# Coopers Ipa



## awall (11/10/12)

Hey everyone, I was pretty keen on brewing a relatively standard toucan but have had an enlightenment of sorts in a bottle of Vale IPA. I understand that it may not be considered a true IPA but that intensely fruity hops aroma is what i'm really digging atm. To cut a long story short I've ended up with a Coopers IPA kit, 1.5kg of LME, some DME and dextrose. As well as some amarillo and cascade hops.

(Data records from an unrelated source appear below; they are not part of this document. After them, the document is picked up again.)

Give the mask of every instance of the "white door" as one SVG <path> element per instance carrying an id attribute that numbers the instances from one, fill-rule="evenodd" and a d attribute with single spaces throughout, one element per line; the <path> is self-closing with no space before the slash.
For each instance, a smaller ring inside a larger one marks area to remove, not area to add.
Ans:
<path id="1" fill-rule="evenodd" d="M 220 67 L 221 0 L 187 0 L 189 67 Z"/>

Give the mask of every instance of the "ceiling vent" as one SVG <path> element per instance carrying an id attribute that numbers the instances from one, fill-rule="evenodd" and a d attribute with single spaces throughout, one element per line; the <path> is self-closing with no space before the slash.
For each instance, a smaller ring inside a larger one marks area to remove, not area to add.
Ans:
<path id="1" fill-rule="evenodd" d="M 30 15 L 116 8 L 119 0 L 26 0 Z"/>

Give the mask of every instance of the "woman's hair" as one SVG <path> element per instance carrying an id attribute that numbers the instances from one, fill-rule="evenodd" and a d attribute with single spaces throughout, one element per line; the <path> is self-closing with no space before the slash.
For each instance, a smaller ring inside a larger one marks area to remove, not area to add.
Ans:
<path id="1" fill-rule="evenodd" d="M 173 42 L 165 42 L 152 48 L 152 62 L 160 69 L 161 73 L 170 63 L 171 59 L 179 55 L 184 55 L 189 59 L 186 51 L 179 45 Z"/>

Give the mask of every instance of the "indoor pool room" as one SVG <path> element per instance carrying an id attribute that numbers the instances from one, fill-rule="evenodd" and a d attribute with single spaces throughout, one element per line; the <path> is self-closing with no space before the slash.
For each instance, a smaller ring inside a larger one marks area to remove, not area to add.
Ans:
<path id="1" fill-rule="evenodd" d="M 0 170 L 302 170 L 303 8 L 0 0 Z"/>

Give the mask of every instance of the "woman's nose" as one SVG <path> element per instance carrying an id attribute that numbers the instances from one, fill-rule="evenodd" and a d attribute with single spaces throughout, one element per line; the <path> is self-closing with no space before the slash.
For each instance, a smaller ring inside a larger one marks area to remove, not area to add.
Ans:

I would just like to see what you all think of this recipe. It's my 3rd brew but first real venture away from a standard K+K style brew. Using ianh's spreadsheet (huge thanks man!) I've ended up with a recipe that fills in the requirements for an American IPA but wanted to see what you all think. Without further ado...

1.7kg Coopers IPA kit
1.5kg Morgans Pale Lager LME
500g DME
500g Dextrose
Filled to 23L

I was then thinking of boiling the DME in 5L of water and adding 10g of cascade and 10g of amarillo at 10mins and another 10g of each at 5mins. I will then dry hop 20g of each ~7 days before bottling. Also I'm using US-05 yeast and will try to keep temps around 18-20C.

According to the spreadsheet, It ends up at 1.059 OG, 1.013FG, 44.4IBU's and 6.3% abv after bottling.

I should probably add that I tried a Sleeping Giant IPA and found it pretty bad. Fair amount of bitterness upfront (which i didn't mind), too much maltiness and hardly any aroma to speak of. May have been brewed to a more english style but I really didn't enjoy it so i definitely don't want to end up with something like that.

Cheers.


----------



## waggastew (11/10/12)

Looks like a plan to me, alot of good things going on for your third brew. Hop additions look good and will give the whole thing a lift.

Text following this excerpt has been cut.